In [1]:
import gc
import os
import logging
import datetime
import warnings
import numpy as np
import pandas as pd
import seaborn as sns
import lightgbm as lgb
import matplotlib.pyplot as plt
from sklearn.metrics import mean_squared_error
from sklearn.metrics import roc_auc_score, roc_curve
from sklearn.model_selection import StratifiedKFold
from sklearn.model_selection import ShuffleSplit

from sklearn.metrics import confusion_matrix
from sklearn.metrics import accuracy_score

warnings.filterwarnings('ignore')


基本変数定義

In [2]:
sampling_flg=0 #サンプリング有無をコントロール
submit_flg=1 #保存するかをコントロール（サンプリングしない時のみ）

SEED=12345
sample_num=10000
fold_num=5

#train関連
train_dir='../../01_input/train.csv'
train_drop_col=['ID_code', 'target']
train_label='target'

#test関連
test_dir='../../01_input/test.csv'
test_drop_col=['ID_code']

#結果ファイル関連　nameは自分の名前に変更する
fin_train_preds_dir='../../03_predict_train/oka_250-4_LightGBM_train.csv'
fin_test_preds_dir='../../04_predict_test/oka_250-4_LightGBM_submission.csv'
save_col_name='oof_xgb'

sample_submission_dir='../../01_input/sample_submission.csv'
submission_target_col_name='target'
submission_id_col_name='ID_code'

前処理

In [3]:
#ロード
train_df=pd.read_csv(train_dir)
test_df=pd.read_csv(test_dir)

In [4]:
#サンプリング
if sampling_flg ==1:
    train_df=train_df.sample(n=sample_num,random_state=SEED)
    test_df=test_df.sample(n=sample_num,random_state=SEED)

In [5]:
#x,y作成
x_train=train_df.drop(train_drop_col,axis=1)
y_train=train_df[train_label]
x_train_base=train_df.drop(train_drop_col,axis=1)
y_train_base=train_df[train_label]
x_test=test_df.drop(test_drop_col,axis=1)
x_train_col=x_train.columns

モデル実行

In [6]:
def pred_lgbm(trn_x,trn_y,val_x,val_y,train_x,train_y,test_x,test_y):
    #model_param
    param = {
        "objective" : "binary", 
        "boost":"gbdt",
        "metric":"auc",
        "boost_from_average":"false",
        "num_threads":28,
        "learning_rate" : 0.01,
        "num_leaves" : 13,
        "max_depth":-1,
        "tree_learner" : "serial",
        "feature_fraction" : 0.05,
        "bagging_freq" : 5,
        "bagging_fraction" : 0.4,
        "min_data_in_leaf" : 80,
        "min_sum_hessian_in_leaf" : 10.0,
        "verbosity" : 1,
        'seed': i,
        }

    trn_data = lgb.Dataset(trn_x,trn_y)
    val_data = lgb.Dataset(val_x,val_y)
    
    num_round = 1000000
    clf = lgb.train(param, trn_data, num_round, valid_sets = [trn_data, val_data], verbose_eval=1000, early_stopping_rounds = 3000)
        
    val_pred=clf.predict(val_x, num_iteration=clf.best_iteration)
    print("val AUC = {}".format(roc_auc_score(val_y, val_pred)))
    print(confusion_matrix(val_y, pd.DataFrame(np.round(val_pred))))

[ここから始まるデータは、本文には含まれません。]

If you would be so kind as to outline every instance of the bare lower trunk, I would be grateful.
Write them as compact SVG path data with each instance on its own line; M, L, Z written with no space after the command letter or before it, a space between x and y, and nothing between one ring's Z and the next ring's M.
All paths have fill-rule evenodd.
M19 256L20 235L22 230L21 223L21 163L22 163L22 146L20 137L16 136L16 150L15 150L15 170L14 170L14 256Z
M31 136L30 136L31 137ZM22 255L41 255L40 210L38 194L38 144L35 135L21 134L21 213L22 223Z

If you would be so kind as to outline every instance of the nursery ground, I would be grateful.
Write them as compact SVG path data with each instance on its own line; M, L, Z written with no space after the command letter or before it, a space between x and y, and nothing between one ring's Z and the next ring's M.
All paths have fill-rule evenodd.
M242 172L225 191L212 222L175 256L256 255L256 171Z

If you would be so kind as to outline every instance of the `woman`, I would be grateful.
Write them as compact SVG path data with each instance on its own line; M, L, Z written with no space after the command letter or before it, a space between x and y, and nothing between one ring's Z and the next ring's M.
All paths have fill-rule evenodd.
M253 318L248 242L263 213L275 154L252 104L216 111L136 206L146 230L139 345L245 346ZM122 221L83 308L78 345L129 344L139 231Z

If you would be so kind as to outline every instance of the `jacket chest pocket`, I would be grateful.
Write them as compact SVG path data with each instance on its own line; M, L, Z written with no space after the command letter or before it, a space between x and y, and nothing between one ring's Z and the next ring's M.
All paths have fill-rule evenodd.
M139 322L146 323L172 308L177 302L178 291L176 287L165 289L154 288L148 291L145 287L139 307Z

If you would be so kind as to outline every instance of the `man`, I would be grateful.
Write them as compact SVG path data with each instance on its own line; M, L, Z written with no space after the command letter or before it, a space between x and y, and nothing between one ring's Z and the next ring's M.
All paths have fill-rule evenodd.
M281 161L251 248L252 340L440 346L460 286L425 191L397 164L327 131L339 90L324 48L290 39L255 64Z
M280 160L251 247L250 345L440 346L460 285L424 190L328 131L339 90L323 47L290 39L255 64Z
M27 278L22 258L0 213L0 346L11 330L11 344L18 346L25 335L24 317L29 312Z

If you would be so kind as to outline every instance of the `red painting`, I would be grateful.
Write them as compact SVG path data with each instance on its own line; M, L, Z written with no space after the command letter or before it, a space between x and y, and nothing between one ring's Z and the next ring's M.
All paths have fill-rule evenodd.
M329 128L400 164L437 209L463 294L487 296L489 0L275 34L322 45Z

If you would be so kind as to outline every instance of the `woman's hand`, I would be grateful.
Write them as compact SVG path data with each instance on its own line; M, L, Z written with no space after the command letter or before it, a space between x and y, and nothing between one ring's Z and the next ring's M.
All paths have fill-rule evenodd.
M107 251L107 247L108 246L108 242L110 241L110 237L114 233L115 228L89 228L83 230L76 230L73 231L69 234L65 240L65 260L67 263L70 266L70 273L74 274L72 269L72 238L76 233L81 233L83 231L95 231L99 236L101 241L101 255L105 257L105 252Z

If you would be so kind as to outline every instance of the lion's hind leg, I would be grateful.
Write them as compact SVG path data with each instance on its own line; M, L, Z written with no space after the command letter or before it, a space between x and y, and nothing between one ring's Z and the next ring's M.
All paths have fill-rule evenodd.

    train_pred=clf.predict(x_train, num_iteration=clf.best_iteration)
    print("train AUC = {}".format(roc_auc_score(y_train, train_pred)))
    print(confusion_matrix(y_train, pd.DataFrame(np.round(train_pred))))
        
    test_pred = model.predict(x_test, num_iteration=model.best_iteration)

    
    return clf

In [7]:
def split_func(df,SEED):
    ss=ShuffleSplit(n_splits=1,train_size=0.8,test_size=0.2,random_state=SEED)
    x=df.drop(train_drop_col,axis=1)
    y=df[train_label]
    train_index,test_index=next(ss.split(x,y))
    train_df_sample=df.iloc[train_index]
    test_df_sample=df.iloc[test_index]
    return train_df_sample,test_df_sample

In [10]:
j=0
for i in range(0,3):
    print(i)
    folds = StratifiedKFold(n_splits=fold_num, shuffle=True, random_state=i)
    train_preds = np.zeros((len(x_train), 1))
    test_preds = np.zeros((len(x_test), 1))
    
    train_df_sample,test_df_sample=split_func(train_df,i)
    sumple_num=round((len(train_df_sample[train_df_sample['target']==1])))
    train_df_sample_1=train_df_sample[train_df_sample['target']==1].sample(n=sumple_num,random_state=j)
    train_df_sample_0=train_df_sample[train_df_sample['target']==0].sample(n=sumple_num,random_state=j+100)
    train_df_sample=pd.concat([train_df_sample_0,train_df_sample_1],axis=0)
    
    print('trn 1:'+str(len(train_df_sample[train_df_sample['target']==1])))
    print('trn 0:'+str(len(train_df_sample[train_df_sample['target']==0])))
    print('val 1:'+str(len(test_df_sample[test_df_sample['target']==1])))
    print('val 0:'+str(len(test_df_sample[test_df_sample['target']==0])))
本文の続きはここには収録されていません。